Судья кричит громче всего, когда перед ней стоит Роберт, ее сын. Смотрит на него сверху и кричит. Особенно тогда, когда Роберт начинает говорить об Ане…
Аня — единственное существо, ради которого она живет. Ее внучка, дочь сына и «этой женщины». Уже год она не называет невестку иначе, как «эта женщина». Когда-то она пыталась ее полюбить. Теперь ненавидит. Прежде всего за то, что та хочет отобрать у нее Аню, а еще за то, что испортила жизнь ее сыну. Влюбила в себя, заставила поверить, что он может привыкнуть к проклятому лицемерному миру стеклянных варшавских офисов и превратиться из простого жестянщика в хозяина автосалона. Эта женщина увезла его в Варшаву, где он чувствовал себя не в своей тарелке и передвигался, как слепой по джунглям. Одевала его так, что он выглядел жалким клоуном, приучила говорить на языке, который ему непонятен, и водила туда, где он себя чувствовал (и был на самом деле) ее лакеем. А потом, чтобы еще крепче привязать его к себе, родила Аню. А когда окончательно заперла его в клетке, влюбленного в нее и в Аню, завладела его деньгами и отправилась на охоту.

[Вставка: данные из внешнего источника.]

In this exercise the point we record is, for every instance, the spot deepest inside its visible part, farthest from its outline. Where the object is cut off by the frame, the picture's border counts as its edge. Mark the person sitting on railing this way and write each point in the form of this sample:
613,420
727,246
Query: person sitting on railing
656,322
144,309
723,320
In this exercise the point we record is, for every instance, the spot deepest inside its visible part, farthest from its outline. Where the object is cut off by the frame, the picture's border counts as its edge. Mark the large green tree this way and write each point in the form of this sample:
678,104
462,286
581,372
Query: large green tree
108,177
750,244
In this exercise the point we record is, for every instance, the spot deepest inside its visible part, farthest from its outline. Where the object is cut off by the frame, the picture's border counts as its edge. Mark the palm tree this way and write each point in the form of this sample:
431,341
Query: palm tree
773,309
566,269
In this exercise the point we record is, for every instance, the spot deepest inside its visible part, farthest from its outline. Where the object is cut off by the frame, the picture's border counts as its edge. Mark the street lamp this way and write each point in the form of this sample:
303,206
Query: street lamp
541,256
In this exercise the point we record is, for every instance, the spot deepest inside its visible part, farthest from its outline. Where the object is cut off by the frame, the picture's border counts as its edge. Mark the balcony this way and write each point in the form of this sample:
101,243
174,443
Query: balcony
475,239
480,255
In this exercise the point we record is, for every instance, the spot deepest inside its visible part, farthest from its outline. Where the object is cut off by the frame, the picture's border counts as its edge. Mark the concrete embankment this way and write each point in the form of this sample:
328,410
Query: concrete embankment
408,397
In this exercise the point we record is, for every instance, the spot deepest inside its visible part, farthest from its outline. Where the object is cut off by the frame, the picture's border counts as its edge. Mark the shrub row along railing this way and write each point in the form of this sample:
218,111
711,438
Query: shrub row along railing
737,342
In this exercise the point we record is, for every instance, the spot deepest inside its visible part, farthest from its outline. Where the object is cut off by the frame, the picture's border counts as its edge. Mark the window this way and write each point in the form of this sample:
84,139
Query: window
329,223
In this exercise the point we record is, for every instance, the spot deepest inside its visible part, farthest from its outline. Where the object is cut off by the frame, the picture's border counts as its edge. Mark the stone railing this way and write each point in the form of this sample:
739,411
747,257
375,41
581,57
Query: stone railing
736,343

Он днями напролет клепал кузова «мерседесов», а она по вечерам встречалась в дорогих ресторанах с владельцами этих «мерседесов». Однажды в воскресенье, примерно год назад, в день рождения Ани, за завтраком, эта женщина сказала ему, что они абсолютно не подходят друг другу и что она никогда его не любила. Он ее ударил. Конечно, ему не следовало этого делать, но мать на его месте поступила бы так же.